If massive intervention, state control, confiscatory taxes, and patronage industry is the goal of the green movement, it is no surprise that the people who actually created the 20th century's innovation and growth, its reduction in poverty and disease, its improvement in nutrition and life-span, do not subscribe to this dark depression.

When a room full of CIOs and IT managers were asked who, among them, were motivated by green concerns in their plans for more efficient data centres, only two put up their hands. Most are motivated simply by reducing costs and improving performance. That being green is a side-effect of these efforts might give the marketing people something to work with, but the goal is economic efficiency.

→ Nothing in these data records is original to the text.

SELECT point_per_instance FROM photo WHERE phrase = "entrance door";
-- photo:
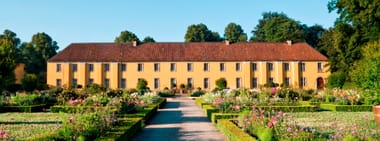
(320, 83)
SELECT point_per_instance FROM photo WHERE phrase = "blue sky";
(69, 21)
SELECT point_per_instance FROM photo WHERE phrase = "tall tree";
(148, 39)
(313, 34)
(364, 15)
(8, 51)
(126, 36)
(37, 52)
(234, 33)
(200, 33)
(278, 27)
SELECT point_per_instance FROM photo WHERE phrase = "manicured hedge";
(217, 116)
(303, 108)
(346, 108)
(232, 132)
(208, 109)
(27, 109)
(200, 102)
(74, 109)
(124, 132)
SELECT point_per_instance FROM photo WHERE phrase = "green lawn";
(328, 122)
(23, 125)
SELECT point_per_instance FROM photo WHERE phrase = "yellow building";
(248, 65)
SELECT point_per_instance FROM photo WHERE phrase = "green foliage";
(234, 33)
(30, 82)
(200, 33)
(126, 36)
(36, 53)
(8, 53)
(366, 72)
(233, 132)
(278, 27)
(25, 100)
(148, 39)
(217, 116)
(336, 80)
(221, 83)
(142, 84)
(346, 108)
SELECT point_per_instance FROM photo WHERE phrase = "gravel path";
(179, 120)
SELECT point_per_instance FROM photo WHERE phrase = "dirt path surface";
(179, 120)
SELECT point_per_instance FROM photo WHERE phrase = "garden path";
(180, 119)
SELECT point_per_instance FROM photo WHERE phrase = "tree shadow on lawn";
(31, 122)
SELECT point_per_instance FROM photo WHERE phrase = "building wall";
(19, 73)
(181, 74)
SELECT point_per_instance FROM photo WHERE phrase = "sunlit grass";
(23, 125)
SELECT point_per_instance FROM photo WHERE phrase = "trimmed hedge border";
(304, 108)
(346, 108)
(209, 110)
(130, 124)
(26, 109)
(218, 116)
(232, 132)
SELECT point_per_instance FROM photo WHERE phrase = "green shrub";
(25, 99)
(221, 83)
(217, 116)
(233, 132)
(336, 80)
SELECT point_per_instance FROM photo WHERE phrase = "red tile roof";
(199, 51)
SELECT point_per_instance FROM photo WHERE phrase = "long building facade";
(243, 65)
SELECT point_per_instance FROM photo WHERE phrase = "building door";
(320, 83)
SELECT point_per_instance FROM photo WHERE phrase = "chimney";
(227, 42)
(289, 42)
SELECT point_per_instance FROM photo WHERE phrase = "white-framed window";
(156, 67)
(270, 66)
(238, 82)
(189, 67)
(123, 83)
(254, 66)
(206, 67)
(58, 68)
(206, 83)
(58, 83)
(74, 67)
(320, 67)
(237, 67)
(172, 67)
(286, 67)
(254, 82)
(123, 67)
(222, 67)
(302, 67)
(140, 67)
(90, 67)
(107, 83)
(106, 67)
(156, 83)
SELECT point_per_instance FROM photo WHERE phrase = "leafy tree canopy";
(278, 27)
(200, 33)
(8, 51)
(234, 33)
(148, 39)
(126, 36)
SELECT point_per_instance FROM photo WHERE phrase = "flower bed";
(346, 108)
(233, 132)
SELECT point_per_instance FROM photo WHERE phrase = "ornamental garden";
(270, 112)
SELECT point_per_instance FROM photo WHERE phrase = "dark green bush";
(233, 132)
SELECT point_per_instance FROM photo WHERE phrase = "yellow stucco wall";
(181, 74)
(19, 73)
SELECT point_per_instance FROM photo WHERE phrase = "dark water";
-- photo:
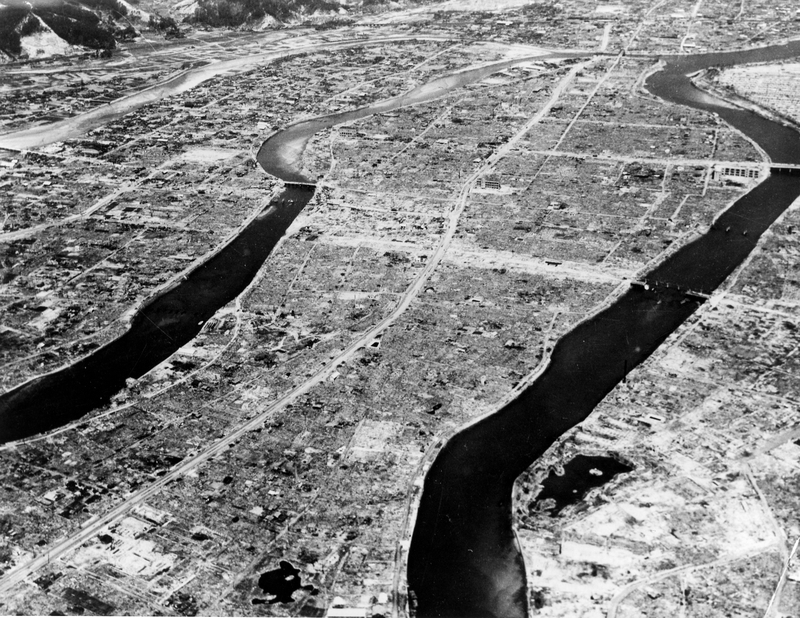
(281, 583)
(580, 476)
(175, 318)
(463, 559)
(157, 330)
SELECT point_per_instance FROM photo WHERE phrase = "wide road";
(93, 527)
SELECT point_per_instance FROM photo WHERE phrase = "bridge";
(784, 168)
(300, 185)
(646, 285)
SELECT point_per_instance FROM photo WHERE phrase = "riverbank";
(465, 501)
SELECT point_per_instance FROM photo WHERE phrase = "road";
(740, 555)
(93, 527)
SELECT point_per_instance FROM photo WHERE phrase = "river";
(174, 317)
(464, 559)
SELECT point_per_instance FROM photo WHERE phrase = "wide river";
(174, 317)
(464, 559)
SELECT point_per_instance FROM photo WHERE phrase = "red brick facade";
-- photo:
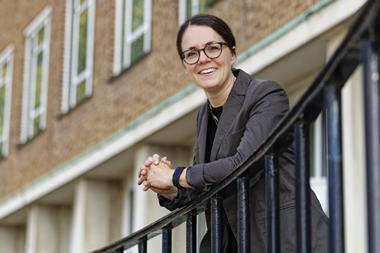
(115, 101)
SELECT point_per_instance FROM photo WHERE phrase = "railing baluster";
(271, 188)
(302, 187)
(372, 138)
(332, 99)
(191, 233)
(119, 250)
(142, 245)
(243, 215)
(166, 240)
(216, 224)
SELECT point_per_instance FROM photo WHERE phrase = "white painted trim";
(66, 174)
(30, 67)
(37, 21)
(67, 57)
(6, 56)
(124, 61)
(71, 79)
(181, 11)
(316, 25)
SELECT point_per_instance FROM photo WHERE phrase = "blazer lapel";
(230, 110)
(202, 135)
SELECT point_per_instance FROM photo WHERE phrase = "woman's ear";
(233, 52)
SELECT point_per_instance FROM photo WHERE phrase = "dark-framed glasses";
(212, 50)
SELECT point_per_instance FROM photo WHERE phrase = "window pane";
(40, 36)
(137, 49)
(82, 49)
(2, 109)
(37, 101)
(37, 124)
(1, 149)
(137, 14)
(4, 70)
(189, 8)
(81, 91)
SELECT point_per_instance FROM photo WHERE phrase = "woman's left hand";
(160, 176)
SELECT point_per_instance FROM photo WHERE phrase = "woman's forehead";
(197, 36)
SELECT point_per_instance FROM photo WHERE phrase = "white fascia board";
(167, 112)
(310, 28)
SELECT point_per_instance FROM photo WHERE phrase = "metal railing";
(360, 46)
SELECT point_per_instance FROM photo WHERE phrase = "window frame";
(6, 57)
(32, 49)
(71, 79)
(182, 9)
(124, 37)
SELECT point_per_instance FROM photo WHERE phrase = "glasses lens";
(213, 50)
(191, 56)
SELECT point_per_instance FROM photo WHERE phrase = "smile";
(206, 71)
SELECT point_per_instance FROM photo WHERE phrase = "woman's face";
(209, 74)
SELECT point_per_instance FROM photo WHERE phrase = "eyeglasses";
(212, 50)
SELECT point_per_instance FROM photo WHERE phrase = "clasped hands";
(156, 174)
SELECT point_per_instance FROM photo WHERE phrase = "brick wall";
(117, 102)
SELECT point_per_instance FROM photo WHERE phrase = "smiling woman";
(240, 113)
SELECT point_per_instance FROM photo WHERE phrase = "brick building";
(89, 88)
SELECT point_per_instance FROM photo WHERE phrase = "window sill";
(62, 115)
(20, 145)
(125, 70)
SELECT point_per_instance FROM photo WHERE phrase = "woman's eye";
(190, 54)
(213, 48)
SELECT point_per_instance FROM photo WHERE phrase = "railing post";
(166, 240)
(216, 224)
(370, 59)
(272, 195)
(332, 99)
(243, 215)
(302, 187)
(191, 233)
(142, 245)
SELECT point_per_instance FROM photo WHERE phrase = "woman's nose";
(203, 57)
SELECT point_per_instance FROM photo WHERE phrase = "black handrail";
(327, 84)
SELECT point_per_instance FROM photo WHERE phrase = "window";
(132, 32)
(36, 68)
(6, 65)
(79, 44)
(189, 8)
(318, 161)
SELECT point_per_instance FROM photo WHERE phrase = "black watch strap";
(176, 176)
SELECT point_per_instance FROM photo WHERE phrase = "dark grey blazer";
(252, 110)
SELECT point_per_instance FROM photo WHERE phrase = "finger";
(146, 185)
(141, 180)
(166, 161)
(156, 159)
(148, 161)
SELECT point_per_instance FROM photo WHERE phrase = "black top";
(213, 118)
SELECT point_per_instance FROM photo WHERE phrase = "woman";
(238, 116)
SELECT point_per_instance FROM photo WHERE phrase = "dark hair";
(215, 23)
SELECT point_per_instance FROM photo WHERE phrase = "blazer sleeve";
(184, 196)
(269, 103)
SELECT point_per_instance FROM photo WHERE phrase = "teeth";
(207, 71)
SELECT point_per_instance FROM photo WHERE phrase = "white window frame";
(71, 79)
(6, 57)
(182, 12)
(123, 25)
(318, 181)
(32, 49)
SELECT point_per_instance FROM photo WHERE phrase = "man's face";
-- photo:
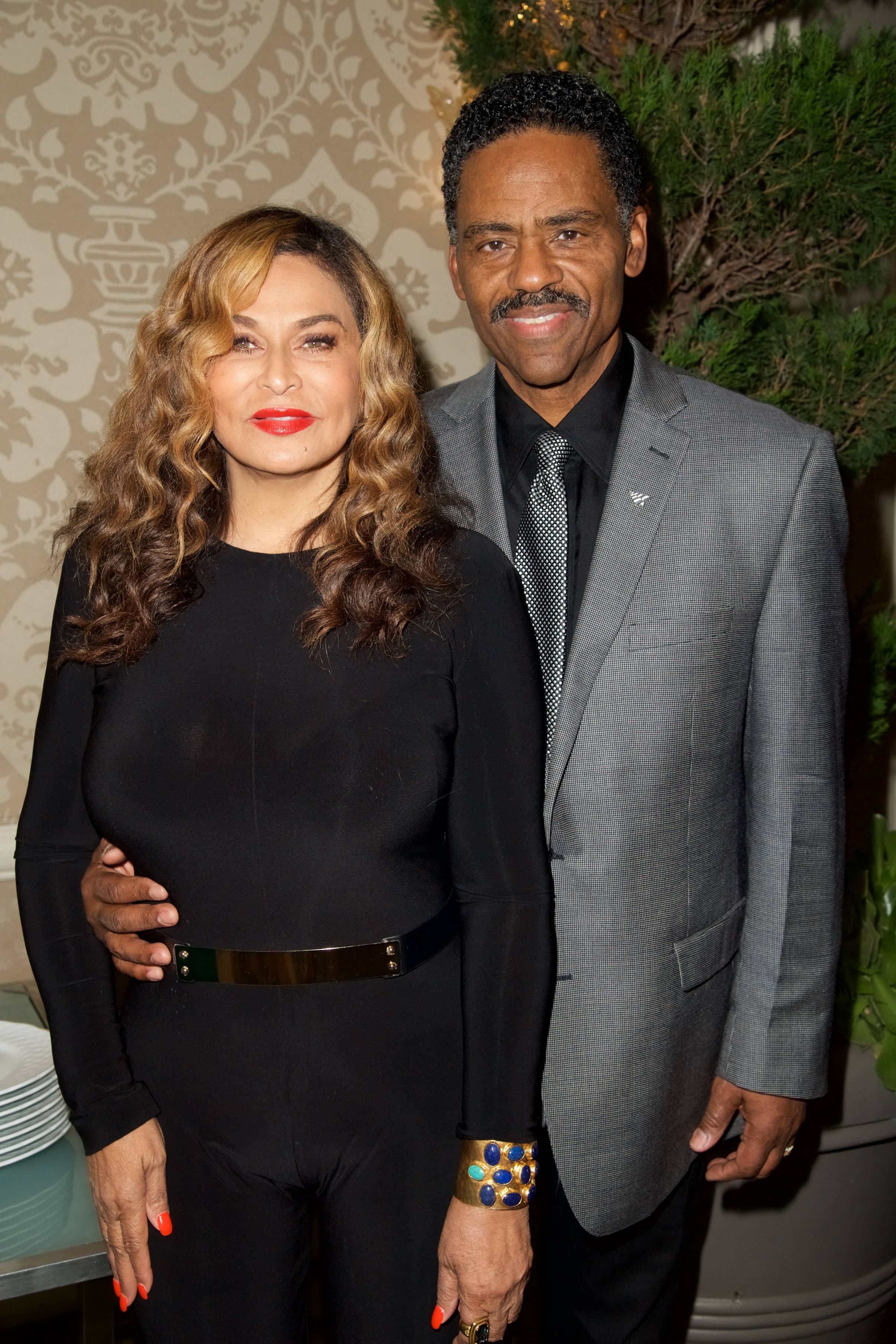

That the economic efforts of businessmen and innovators happen to have environmental sustainability as a side-effect, is no accident, however. The King III report is right when it says the long-term economic value of a company lies in much more than its short-term financial wealth. If certain resources are expected to become scarce, a smart company will improve its use of those resources, or seek alternatives. And it will, in any case, aim to produce the most value for customers, by investing as little capital, effort and time as possible. That is how economic decisions are made.

That is why the decision to go "green" has nothing to do with the environment, and everything to do with rational decisions about sustainability. Moreover, that is why Friedman's "higher price" and "subsidies" will cause companies to pursue goals other than efficiency and sustainability.

For example, if I were big business, my first investment in the world envisioned by green activists would be to spend a great deal of money lobbying for regulation and licence conditions that benefit me, at the expense of my competitors.

So, if you want a world in which big business owns the politicians who control you for your own good, join the doomsday cult of the green activists. Your World War II will come.